In Autos gefangen
„Beispiellose Tragödie“: Zwölf Tote bei Waldbrand
Im Süden Spaniens hatte ein Waldbrand verheerende Folgen: Mindestens zwölf Menschen kamen ums Leben, sechs weitere wurden verletzt. Die Einsatzkräfte fanden mehrere Todesopfer in Autos auf. Die Ursache für den schweren Brand in Andalusien könnte eine abgerissene Stromleitung sein.
Bei dem Waldbrand sind rund 300 Kilometer nordöstlich von Málaga, in der Gemeinde Los Gallardos, mindestens zwölf Menschen ums Leben gekommen. Allerdings kenne man die genaue Zahl der Toten nicht – es sei ein Feuer bisher nie da gewesenen Ausmaßes, sagte Bürgermeister Francisco Miguel Reyes, im Staatsfernsehen RTVE.
Einige der Opfer seien in ihren Fahrzeugen von den Flammen eingeschlossen worden und verbrannt. Etwa zehn Menschen wurden RTVE zufolge verletzt und einige von ihnen in Krankenhäuser gebracht.
„Schmerz ist unermesslich“
Der regionale Gesundheitsminister Antonio Sanz sprach von einer „beispiellose Tragödie“ – es sei der Waldbrand „mit den bisher schwersten Folgen“ in Andalusien. „Der Schmerz ist unermesslich. Andalusien trauert, und unser Herz ist bei Almería und allen Betroffenen.“
In den sozialen Medien kursierten Bilder und Videos von dem schlimmen Waldbrand:
Auf Fernsehbildern war zu erahnen, wie gewaltig das Feuer in der Provinz Almería sein muss: Über der waldreichen Gegend zeichneten sich die orangefarbenen Flammen in großer Breite ab. Der Brand war am Donnerstagnachmittag in einer im Küstenhinterland nordöstlich von Almería gelegenen Gemeinde ausgebrochen, wie die Regionalregierung mitteilte.

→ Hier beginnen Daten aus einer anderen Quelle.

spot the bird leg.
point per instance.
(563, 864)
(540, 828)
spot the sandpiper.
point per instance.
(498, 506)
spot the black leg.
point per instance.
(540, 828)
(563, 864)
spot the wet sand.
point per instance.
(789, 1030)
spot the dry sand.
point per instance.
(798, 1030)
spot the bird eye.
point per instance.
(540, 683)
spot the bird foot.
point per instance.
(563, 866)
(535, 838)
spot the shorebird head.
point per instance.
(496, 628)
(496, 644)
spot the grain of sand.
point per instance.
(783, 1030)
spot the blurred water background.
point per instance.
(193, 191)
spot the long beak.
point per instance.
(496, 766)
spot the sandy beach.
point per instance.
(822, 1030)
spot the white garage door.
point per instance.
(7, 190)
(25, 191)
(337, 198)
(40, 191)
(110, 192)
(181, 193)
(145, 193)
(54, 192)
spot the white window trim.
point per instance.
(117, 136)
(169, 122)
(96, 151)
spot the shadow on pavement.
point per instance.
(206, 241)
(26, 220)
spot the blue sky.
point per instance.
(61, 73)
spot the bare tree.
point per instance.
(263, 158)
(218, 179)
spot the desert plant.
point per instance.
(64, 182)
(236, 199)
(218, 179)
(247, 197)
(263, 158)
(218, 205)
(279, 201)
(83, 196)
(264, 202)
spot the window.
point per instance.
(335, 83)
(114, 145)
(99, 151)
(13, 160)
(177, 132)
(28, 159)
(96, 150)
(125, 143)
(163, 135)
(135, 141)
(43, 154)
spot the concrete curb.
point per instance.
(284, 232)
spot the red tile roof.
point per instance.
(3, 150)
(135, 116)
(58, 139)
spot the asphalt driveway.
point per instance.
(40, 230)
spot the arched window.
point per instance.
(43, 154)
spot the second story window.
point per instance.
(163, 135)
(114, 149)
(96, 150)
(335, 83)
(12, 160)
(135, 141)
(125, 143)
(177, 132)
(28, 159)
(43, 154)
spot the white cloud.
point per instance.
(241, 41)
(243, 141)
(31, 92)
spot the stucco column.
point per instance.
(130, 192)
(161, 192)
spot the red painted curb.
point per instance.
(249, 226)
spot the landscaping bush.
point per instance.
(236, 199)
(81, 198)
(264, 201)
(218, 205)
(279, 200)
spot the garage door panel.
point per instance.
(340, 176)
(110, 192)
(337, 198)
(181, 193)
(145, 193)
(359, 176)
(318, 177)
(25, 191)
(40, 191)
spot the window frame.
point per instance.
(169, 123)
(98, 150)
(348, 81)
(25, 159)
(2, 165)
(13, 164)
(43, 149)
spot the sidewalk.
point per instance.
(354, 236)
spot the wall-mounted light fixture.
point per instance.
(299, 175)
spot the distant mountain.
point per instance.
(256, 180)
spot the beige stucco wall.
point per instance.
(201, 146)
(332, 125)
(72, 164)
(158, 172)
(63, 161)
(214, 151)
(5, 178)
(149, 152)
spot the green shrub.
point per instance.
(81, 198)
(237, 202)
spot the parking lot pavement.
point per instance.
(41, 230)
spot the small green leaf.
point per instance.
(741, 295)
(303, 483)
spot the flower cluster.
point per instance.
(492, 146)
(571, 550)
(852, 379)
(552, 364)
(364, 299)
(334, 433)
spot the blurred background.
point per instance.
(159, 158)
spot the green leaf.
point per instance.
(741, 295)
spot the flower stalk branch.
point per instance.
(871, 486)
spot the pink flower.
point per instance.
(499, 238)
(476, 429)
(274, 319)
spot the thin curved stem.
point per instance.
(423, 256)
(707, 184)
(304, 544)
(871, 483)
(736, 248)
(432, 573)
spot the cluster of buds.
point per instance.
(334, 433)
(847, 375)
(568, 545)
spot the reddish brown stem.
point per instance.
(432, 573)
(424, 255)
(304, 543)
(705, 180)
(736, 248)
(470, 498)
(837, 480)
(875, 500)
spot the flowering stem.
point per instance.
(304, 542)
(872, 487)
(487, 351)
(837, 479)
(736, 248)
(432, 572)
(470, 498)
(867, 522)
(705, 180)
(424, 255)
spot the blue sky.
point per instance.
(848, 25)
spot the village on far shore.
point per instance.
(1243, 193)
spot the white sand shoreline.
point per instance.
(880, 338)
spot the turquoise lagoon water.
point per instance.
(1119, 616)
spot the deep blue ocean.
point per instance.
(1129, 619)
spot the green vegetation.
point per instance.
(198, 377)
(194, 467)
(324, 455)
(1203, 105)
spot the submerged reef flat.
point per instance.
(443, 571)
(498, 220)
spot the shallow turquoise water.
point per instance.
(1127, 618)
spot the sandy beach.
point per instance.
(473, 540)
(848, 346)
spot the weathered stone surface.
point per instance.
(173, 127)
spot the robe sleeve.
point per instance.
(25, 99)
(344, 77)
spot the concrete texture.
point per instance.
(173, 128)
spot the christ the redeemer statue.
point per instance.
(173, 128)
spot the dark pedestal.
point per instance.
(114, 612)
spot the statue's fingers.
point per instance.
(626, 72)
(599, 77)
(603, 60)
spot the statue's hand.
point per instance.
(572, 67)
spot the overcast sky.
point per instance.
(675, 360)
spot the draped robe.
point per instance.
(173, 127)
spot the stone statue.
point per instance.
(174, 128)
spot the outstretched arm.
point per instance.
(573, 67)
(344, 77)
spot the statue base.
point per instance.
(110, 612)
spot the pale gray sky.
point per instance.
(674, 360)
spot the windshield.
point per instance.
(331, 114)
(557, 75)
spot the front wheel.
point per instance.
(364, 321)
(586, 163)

In den sozialen Medien veröffentlichte Bilder und Videos zeigen das Ausmaß des Brandes:
Campingplatz evakuiert
Mehr als 1000 Menschen mehrerer Ortschaften wurden evakuiert und in Notzelte in benachbarten Orten wie Mojácar gebracht. Auch ein Campingplatz, der bisher von den Flammen verschont blieb, wurde vorsorglich geräumt. 400 teils ältere Menschen seien mit Hilfe des Rettungsdienstes an sichere Orte gebracht worden.
Ausgelöst durch Stromleitung?
Die Ursache für das Feuer könnte eine heruntergefallene Stromleitung sein, wie Zeugen den Behörden berichteten. Die Stromleitung soll dann dann die ausgetrocknete Vegetation in Brand gesetzt und sich auf den umliegenden Wald ausgebreitet haben. Die Behörden bestätigten die Berichte der Zeugen bisher nicht.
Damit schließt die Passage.